Still, it's a movie that needs that fucking great opening scene, and that doozy of a scenario, because it sort of does end up at "so, is that all?" But I am perhaps being a little pissy. Yes, that is all, but it's still quite a bit in the hands of writer-director Enyedi Ildikó, making her first feature in the 18 years since 1999's Simon, the Magician (itself the capstone to a ten-year period of activity following her adored 1989 breakthrough, My 20th Century). Enyedi's directorial hand is gentle but certain, appearing to be somewhat invisible in terms of compositions and settings, right up until you start thinking about the vagaries of tone and emphasis. It is, after all, a very damn peculiar movie, one that could easily shade either into a delicate magical realism (which would have been good) or dour absurdity (which might have been good, though I doubt it). Instead, Enyedi's approach is to turn the real world itself into a somewhat hazy reflection of the character's dreams, with the fuzzy shadows and brownish-greys of the slaughterhouse feeling both distinct and abstract in about the same way the woods do.

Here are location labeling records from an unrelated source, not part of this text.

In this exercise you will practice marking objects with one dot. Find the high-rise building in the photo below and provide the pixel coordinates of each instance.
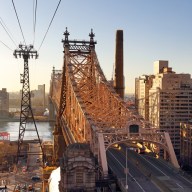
(186, 144)
(142, 87)
(4, 102)
(170, 101)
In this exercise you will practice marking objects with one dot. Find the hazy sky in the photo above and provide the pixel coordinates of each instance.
(153, 30)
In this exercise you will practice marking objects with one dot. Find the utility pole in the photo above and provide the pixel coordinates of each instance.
(26, 52)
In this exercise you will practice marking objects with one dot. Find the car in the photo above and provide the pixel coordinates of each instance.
(35, 178)
(37, 160)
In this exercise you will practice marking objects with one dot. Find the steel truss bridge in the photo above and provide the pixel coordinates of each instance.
(90, 111)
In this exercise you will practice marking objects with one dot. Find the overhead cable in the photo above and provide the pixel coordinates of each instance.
(6, 30)
(34, 18)
(18, 21)
(49, 25)
(6, 46)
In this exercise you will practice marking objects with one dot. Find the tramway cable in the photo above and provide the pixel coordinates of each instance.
(34, 18)
(6, 30)
(49, 25)
(18, 21)
(6, 46)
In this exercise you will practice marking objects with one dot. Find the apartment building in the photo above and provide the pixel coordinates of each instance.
(142, 87)
(186, 144)
(170, 101)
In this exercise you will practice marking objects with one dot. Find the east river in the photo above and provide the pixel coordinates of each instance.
(44, 129)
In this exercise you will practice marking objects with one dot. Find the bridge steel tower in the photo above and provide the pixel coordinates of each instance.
(89, 109)
(26, 52)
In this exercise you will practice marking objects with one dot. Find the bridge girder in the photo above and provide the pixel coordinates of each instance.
(93, 112)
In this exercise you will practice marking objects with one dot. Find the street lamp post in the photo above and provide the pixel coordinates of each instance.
(126, 172)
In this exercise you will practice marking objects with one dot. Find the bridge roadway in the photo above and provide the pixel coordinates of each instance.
(146, 173)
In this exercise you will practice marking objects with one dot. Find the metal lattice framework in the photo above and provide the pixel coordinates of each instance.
(89, 108)
(26, 52)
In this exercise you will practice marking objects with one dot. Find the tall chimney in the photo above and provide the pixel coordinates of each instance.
(119, 77)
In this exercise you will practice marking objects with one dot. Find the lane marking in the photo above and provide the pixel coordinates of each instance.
(179, 185)
(153, 165)
(178, 174)
(128, 172)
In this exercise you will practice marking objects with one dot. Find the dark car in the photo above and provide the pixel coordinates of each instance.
(36, 178)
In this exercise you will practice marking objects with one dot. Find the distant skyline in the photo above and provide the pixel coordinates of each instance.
(153, 30)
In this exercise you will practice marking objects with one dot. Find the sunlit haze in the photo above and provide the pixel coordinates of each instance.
(153, 30)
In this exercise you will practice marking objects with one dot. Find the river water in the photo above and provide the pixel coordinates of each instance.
(44, 129)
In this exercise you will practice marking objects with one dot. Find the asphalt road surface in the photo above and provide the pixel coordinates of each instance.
(146, 173)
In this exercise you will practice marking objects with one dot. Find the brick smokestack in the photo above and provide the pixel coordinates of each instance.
(119, 77)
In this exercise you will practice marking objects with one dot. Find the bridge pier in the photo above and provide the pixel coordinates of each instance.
(52, 116)
(59, 146)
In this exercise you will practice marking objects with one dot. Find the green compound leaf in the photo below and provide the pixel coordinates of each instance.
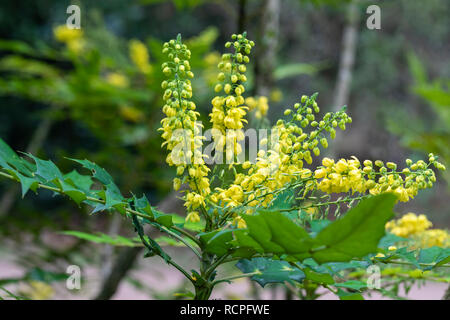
(357, 233)
(46, 169)
(270, 271)
(272, 232)
(217, 242)
(104, 238)
(322, 278)
(352, 284)
(344, 295)
(436, 256)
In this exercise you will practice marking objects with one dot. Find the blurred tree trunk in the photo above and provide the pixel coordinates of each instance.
(265, 60)
(127, 256)
(447, 294)
(107, 254)
(37, 140)
(242, 17)
(346, 62)
(266, 48)
(347, 58)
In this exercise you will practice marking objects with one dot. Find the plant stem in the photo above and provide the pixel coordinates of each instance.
(251, 274)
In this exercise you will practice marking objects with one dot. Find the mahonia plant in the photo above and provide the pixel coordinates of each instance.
(233, 210)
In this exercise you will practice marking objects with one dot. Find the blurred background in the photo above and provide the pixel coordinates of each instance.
(97, 96)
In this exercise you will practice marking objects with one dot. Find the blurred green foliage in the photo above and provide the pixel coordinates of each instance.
(430, 133)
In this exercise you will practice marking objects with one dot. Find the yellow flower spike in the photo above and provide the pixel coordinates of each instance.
(181, 119)
(193, 217)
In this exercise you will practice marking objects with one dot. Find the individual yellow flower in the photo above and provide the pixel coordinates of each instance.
(193, 217)
(73, 38)
(131, 113)
(116, 79)
(259, 105)
(39, 290)
(417, 228)
(64, 34)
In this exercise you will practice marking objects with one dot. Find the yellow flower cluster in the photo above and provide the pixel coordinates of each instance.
(228, 111)
(260, 105)
(349, 175)
(418, 227)
(73, 38)
(211, 61)
(139, 56)
(283, 163)
(180, 131)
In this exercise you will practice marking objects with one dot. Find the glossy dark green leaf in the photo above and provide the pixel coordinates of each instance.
(357, 233)
(270, 271)
(435, 255)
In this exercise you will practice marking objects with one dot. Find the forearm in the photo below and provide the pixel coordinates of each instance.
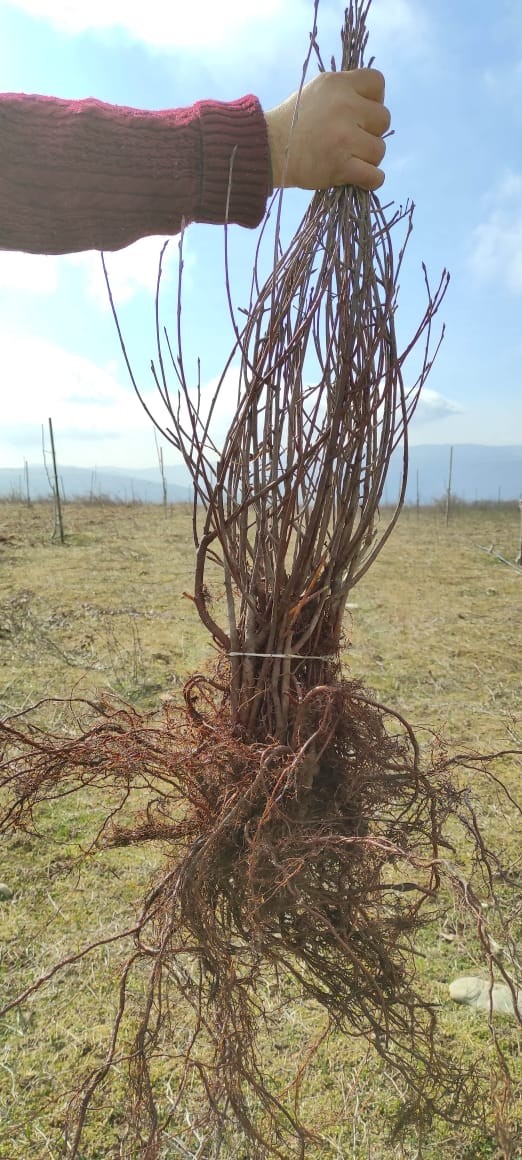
(86, 175)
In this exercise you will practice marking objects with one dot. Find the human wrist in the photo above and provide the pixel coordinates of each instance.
(236, 174)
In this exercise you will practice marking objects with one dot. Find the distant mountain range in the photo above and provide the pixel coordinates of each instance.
(478, 473)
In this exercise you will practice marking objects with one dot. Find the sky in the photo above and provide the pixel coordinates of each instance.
(454, 87)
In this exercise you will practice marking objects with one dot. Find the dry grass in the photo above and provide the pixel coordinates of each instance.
(434, 633)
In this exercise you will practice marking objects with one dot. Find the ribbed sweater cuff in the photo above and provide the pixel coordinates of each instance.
(236, 161)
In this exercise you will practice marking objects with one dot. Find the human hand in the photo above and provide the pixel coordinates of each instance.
(336, 137)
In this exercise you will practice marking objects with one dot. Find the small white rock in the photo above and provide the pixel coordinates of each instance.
(476, 992)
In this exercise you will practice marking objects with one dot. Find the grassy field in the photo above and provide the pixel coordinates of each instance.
(434, 629)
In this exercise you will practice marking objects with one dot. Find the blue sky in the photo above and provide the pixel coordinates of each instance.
(454, 86)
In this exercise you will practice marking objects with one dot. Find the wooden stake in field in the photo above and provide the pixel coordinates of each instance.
(303, 833)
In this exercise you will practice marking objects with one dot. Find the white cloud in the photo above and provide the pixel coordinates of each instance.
(205, 23)
(397, 24)
(92, 412)
(96, 420)
(497, 243)
(30, 273)
(433, 406)
(131, 269)
(156, 23)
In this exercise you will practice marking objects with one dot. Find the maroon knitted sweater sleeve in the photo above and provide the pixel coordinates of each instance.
(86, 175)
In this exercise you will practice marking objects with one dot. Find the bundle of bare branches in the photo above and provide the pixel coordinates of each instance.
(302, 831)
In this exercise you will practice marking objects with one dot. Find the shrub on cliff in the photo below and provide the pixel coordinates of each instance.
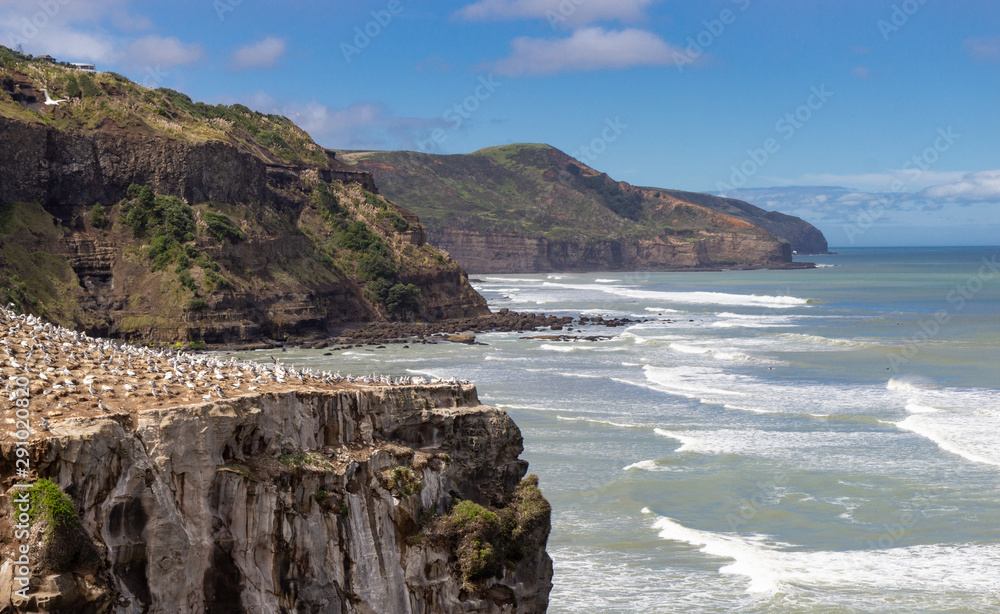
(486, 541)
(50, 504)
(88, 87)
(56, 531)
(73, 87)
(223, 228)
(357, 237)
(376, 265)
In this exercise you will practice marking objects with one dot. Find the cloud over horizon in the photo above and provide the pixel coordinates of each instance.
(363, 125)
(159, 51)
(588, 49)
(262, 54)
(557, 12)
(983, 49)
(983, 186)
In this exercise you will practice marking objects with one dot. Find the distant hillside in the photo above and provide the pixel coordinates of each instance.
(140, 214)
(532, 208)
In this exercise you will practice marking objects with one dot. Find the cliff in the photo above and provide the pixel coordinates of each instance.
(532, 208)
(140, 214)
(313, 493)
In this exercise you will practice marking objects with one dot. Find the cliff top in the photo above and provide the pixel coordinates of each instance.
(109, 102)
(71, 375)
(537, 191)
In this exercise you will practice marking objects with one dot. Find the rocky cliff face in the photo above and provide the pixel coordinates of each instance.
(505, 253)
(531, 208)
(307, 501)
(286, 279)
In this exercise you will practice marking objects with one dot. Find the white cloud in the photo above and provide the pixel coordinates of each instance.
(589, 49)
(852, 217)
(258, 55)
(972, 187)
(983, 49)
(155, 50)
(911, 180)
(557, 12)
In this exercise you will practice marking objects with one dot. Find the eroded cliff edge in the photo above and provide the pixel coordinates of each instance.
(302, 501)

It is, fundamentally, a character study, and directed with a kind of squared-off sensibility to reflect that. The central problem, not one that the film is much interested in obscuring or hiding, is that the two leads are much happier in their skins and minds (or in their bodies and souls, if you prefer to be extra-explicit about it) when they are phantom deer, and everything about the film's pitch-perfect tone derives from that. The sense of everywhere-and-nowhere-ness in the "real world" settings, and the refusal to do much to sensationalise the central gimmick (it is presented as the most matter-of-fact thing imaginable, and never given the remotest explanation) are both pointed in the same direction, creating a simple, unexceptionally sad tale of two people who are having a difficult time, and exploring why their defensive, uncertain feints at love are just going to make it more difficult.

The result is an enormously satisfying tale of two humans, brought to life by two exemplary performances (Borbély is easily the more affective and impressive of the two, with a more sympathetic part to play; Morcsányi is still quite excellent, playing a bit of a self-centered lout, but the kind who has never had reason to understand his own loutishness & thus never needed to confront it). It's just that it goes no place unexpected. Is that a problem, necessarily? Maybe a little bit, at the end (the film pulls something of a cheap fake-out ending that I appreciated; the ending it looks like it was building to would have been more honest but also more pointless). Meanwhile, it presents a very lovely, thorny, and at times openly nauseating snapshot of a place and community that are both specific and wholly generic. It is a film that captures something special about being a soul trapped inside a body that sometimes gets in the way of being emotionally complete - nothing new, but something very special indeed.